Türkiye’nin en büyük yaralarından biri olan kadına yönelik şiddet ve kadın cinayetleri tablosu giderek ağırlaşıyor. Kadın cinayetleri konusu hemen her gün bir ya da birden fazla haberle gündeme gelmeye devam ediyor.
Türkiye’nin en büyük yaralarından biri olan kadına yönelik şiddet ve kadın cinayetleri tablosu giderek ağırlaşıyor. Kadın cinayetleri konusu hemen her gün bir ya da birden fazla haberle gündeme gelmeye devam ediyor.
Kadın Cinayetlerini Durduracağız Platformu tarafından yayımlanan rapora göre 2021 yılının ocak ayında 23 , Şubat ayında 28 ve Mart ayında da 28 kadın öldürüldü. 2021’in ilk üç ayında 79 kadın erkeklerin işlediği cinayet sonucu yaşamını yitirdi. 20 Mart 2021 tarihinde İstanbul Sözleşmesinden geri çekilme kararı verilmesinin ardından Mayıs ayı başına kadar 41 kadın erkekler tarafından öldürüldü. Mayıs ayındaki kadın cinayetlerini de eklersek cinayete kurban giden kadın sayısı 50’yi aşmış durumda
Dünya Sağlık Örgütü ve Birleşmiş Milletler tarafından ortaklaşa yürütülen bir araştırma, ev içi şiddetin küçük yaşlarda başladığını tespit etti.
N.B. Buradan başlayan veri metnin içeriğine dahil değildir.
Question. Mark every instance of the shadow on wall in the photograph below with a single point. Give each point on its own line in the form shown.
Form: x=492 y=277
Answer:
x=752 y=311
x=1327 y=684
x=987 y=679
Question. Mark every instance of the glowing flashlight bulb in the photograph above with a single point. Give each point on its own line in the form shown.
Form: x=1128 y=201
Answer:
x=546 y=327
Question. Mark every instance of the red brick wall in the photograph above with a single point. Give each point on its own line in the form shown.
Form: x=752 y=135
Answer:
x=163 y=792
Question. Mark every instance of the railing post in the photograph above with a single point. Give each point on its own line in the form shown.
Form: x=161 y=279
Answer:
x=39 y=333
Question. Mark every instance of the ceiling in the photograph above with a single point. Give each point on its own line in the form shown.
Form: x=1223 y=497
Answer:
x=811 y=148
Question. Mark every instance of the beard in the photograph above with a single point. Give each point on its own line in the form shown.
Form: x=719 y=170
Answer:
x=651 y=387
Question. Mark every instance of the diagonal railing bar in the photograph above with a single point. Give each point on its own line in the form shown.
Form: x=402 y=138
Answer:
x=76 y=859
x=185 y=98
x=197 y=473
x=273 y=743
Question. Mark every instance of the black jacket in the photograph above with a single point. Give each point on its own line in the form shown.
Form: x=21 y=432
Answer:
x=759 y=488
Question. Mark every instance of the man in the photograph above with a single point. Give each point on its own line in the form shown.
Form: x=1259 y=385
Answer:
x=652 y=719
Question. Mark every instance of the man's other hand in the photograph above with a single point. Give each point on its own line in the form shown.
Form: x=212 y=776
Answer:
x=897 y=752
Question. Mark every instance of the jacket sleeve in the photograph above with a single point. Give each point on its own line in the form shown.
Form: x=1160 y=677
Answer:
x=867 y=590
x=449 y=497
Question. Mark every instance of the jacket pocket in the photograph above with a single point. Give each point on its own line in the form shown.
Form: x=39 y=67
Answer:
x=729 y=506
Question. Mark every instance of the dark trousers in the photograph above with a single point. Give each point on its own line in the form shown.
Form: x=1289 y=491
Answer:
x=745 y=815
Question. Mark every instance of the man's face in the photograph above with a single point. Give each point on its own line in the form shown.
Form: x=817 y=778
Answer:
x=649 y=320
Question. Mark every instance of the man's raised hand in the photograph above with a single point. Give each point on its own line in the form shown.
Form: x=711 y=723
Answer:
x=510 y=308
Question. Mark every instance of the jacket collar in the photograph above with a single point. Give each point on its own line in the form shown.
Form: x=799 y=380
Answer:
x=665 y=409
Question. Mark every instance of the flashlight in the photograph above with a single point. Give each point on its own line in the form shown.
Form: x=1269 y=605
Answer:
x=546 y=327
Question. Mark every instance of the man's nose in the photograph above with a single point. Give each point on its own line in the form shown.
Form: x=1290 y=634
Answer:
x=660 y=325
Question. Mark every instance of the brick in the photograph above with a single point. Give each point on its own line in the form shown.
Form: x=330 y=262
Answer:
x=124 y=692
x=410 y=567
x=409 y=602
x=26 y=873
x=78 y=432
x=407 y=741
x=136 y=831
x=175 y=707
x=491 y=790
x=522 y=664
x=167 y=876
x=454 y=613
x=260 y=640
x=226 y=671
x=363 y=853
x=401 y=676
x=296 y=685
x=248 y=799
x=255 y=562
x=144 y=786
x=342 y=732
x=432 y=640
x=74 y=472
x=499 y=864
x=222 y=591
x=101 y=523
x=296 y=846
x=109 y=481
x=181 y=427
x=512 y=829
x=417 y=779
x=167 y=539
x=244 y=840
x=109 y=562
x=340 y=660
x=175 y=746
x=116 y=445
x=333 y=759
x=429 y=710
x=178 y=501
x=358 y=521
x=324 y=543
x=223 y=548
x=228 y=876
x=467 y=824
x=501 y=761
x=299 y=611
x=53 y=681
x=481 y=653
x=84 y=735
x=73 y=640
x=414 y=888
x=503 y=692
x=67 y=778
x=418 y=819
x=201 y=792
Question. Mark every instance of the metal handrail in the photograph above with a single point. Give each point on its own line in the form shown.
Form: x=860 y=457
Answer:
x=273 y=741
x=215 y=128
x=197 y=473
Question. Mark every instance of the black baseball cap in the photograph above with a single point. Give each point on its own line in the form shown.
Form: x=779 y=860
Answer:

Araştırmada, 15 ila 19 yaş arasında kız çocuklarının dörtte birinin hayatlarında en az bir defa istismar edildiği ortaya konuldu.
Kadın Cinayetlerini Durduracağız Platformu raporunda da Kadınların öldürülme bahanesinin yüzde 71’inin tespit edilemediği belirtilirken, yüzde 25’inin hayatına dair karar alma gerekçesiyle, yüzde 7’sininse ekonomik gerekçelerle öldürüldüğü aktarıldı.
Tek taraflı çekilme kararının ardından İstanbul Sözleşmesi, Türkiye’de koronavirüs salgınından sonra en çok konuşulan konuların başında geliyor,
Bilindiği gibi Kadınlara Yönelik Şiddet ve Aile İçi Şiddetin Önlenmesi ve Bunlarla Mücadeleye ilişkin Avrupa Konseyi Sözleşmesi olan İstanbul Sözleşmesi 11 Mayıs 2011 tarihinde İstanbul’da imzalandı ve bu adla anılmaya başlandı.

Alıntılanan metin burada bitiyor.